I was solving a question today on Leetcode named Lexicographically Smallest Equivalent String (link) and I came up with a solution of DFS with some customization to solve the problem and here's is my code.

#!/usr/bin/python3

from collections import defaultdict, OrderedDict

class Solution:
    def DFSMap(self, node, map, adj, visited):
        if node not in visited:
            visited.add(node)
            for i in adj[node]:
                map[node]=min(map[node] or "z", node, self.DFSMap(i, map, adj, visited))
            return map[node]
        else:
            return map[node] or node

    def smallestEquivalentString(self, s1: str, s2: str, baseStr: str) -> str:
        referenceMap = defaultdict(set)
        d=OrderedDict()
        n=len(s1)
        for i in range(n):
            referenceMap[s2[i]].add(s1[i])
            referenceMap[s1[i]].add(s2[i])
        for j in sorted(referenceMap.items(),key=lambda x:x[0]):
            d[j[0]]=j[1]

        m=defaultdict(lambda:None)
        visited=set()
        for i in d:
            if i not in visited:
                self.DFSMap(i,m,d,visited)

        res=""
        print(m)
        for i in baseStr:
            res+=(m[i] or i)
        return res


if __name__ == "__main__":
    s1=input()
    s2=input()
    baseStr=input()
    s=Solution().smallestEquivalentString(s1, s2, baseStr)
    print(s)

The issue I'm facing is, for every run of the same code, I get a different output of hashmap without usage of random functionalities in my code. Here are few snippets of the outputs.

On other run I get,

Is it the issue with recursion or any logical error?

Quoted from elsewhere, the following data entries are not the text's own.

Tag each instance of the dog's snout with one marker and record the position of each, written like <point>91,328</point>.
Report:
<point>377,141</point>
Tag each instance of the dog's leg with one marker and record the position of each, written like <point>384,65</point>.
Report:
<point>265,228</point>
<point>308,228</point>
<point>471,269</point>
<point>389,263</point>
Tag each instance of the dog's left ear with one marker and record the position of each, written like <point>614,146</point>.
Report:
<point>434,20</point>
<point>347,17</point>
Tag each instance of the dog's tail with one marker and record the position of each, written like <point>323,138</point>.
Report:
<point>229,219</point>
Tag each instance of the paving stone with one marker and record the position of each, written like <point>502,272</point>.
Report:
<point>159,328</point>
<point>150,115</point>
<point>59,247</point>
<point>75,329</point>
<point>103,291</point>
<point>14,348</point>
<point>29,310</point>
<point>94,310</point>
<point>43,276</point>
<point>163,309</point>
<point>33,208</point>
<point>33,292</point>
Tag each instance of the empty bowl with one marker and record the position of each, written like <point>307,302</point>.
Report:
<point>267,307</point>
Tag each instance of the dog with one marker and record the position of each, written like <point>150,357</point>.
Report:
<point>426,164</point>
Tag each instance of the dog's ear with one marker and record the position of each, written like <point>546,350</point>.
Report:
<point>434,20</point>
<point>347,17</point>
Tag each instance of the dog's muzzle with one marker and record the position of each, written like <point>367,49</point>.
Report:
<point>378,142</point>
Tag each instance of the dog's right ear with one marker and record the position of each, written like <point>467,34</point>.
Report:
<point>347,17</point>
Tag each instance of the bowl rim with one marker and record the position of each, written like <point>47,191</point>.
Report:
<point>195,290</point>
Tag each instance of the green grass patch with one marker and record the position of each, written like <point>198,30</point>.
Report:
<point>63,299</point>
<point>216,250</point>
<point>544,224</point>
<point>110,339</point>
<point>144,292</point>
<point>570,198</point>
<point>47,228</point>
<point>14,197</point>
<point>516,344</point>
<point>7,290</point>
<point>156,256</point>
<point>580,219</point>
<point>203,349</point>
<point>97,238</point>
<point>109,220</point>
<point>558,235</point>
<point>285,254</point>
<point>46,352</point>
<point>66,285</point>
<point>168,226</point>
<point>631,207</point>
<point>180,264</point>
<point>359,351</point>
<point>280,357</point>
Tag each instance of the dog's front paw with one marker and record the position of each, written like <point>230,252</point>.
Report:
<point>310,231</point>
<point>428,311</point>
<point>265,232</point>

Could someone help me figure out the reason for this with an explanation?

The output for the input s1 = "leetcode", s2 = "programs", baseStr = "sourcecode" was supposed to be "aauaaaaada" but that isn't happening certainly and consistently.


Solution

  • This is caused by the non-determined order in which a set is iterated. And this impacts in which order for i in adj[node] is iterating.

    For the example input you provided, the following edges are defined that relate to the letter "a" (which is the first letter for which the DFS search is performed):

                r ─── c 
                │
    a ─── o ─── e 
                │
                s
    

    The adjacency set for "a" has only one entry ("o") so no surprises there, but "o" has two neighbors, and "e" three, ...etc. The order affects the result.

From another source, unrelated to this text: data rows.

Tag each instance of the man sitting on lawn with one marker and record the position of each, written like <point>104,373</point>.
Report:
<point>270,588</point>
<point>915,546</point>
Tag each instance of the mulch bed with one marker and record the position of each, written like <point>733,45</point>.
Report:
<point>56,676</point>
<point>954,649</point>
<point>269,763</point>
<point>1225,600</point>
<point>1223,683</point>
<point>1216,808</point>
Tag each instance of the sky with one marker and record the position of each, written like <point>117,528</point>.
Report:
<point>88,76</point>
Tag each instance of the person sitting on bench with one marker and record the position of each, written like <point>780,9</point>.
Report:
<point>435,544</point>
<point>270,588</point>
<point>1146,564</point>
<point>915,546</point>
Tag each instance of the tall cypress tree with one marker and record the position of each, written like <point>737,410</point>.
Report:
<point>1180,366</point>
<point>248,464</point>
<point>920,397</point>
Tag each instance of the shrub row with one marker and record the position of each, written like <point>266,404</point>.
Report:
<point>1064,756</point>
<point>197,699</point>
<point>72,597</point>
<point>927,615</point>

    Let's assume this order (adding assignments to map keys as they occur):

     DFSMap("a")
       DFSMap("o")
         DFSMap("a")
       map["o"] = "a"
         DFSMap("e")
           DFSMap("r")
             DFSMap("e")
           map["r"] = "e"
             DFSMap("c")
               DFSMap("r")
             map["c"] = "c"
           map["r"] = "c"
         map["e"] = "c"
           DFSMap("s")
             DFSMap("e")
           map["s"] = "c"
         map["e"] = "c"
           DFSMap("o")
         map["e"] = "a"
       map["o"] = "a"
     map["a"] = "a"
    

    Note how not all "nodes" in this connected component get associated with the value "a". In this particular traversal, the letters "c", "r" and "s" remain associated with "c", instead of "a". In another order of traversal the anomalies could be elsewhere.

    The random results illustrate that the algorithm is not correct. Typically when the lexical minimum letter is visited first before lots of other connected nodes, the results will incorrect, as this least letter is not propagated to nodes that are further away.

    Here is a correction of your dfs-code. It takes an extra least argument to allow for that propagation:

        def DFSMap(self, node, mp, adj, visited, least="z"):
            least = min(least, mp[node] or node)
            if node not in visited:
                visited.add(node)
                for i in adj[node]:
                    least = self.DFSMap(i, mp, adj, visited, least)
            mp[node] = least
            return least
    

    NB: renamed map to mp, as the first is already used by Python for a native function.

    NB: This algorithm relies on the fact that the main loop in smallestEquivalentString visits the letters in lexical order (which is the case), so that the first visited letter in a connected component is also the least in that component.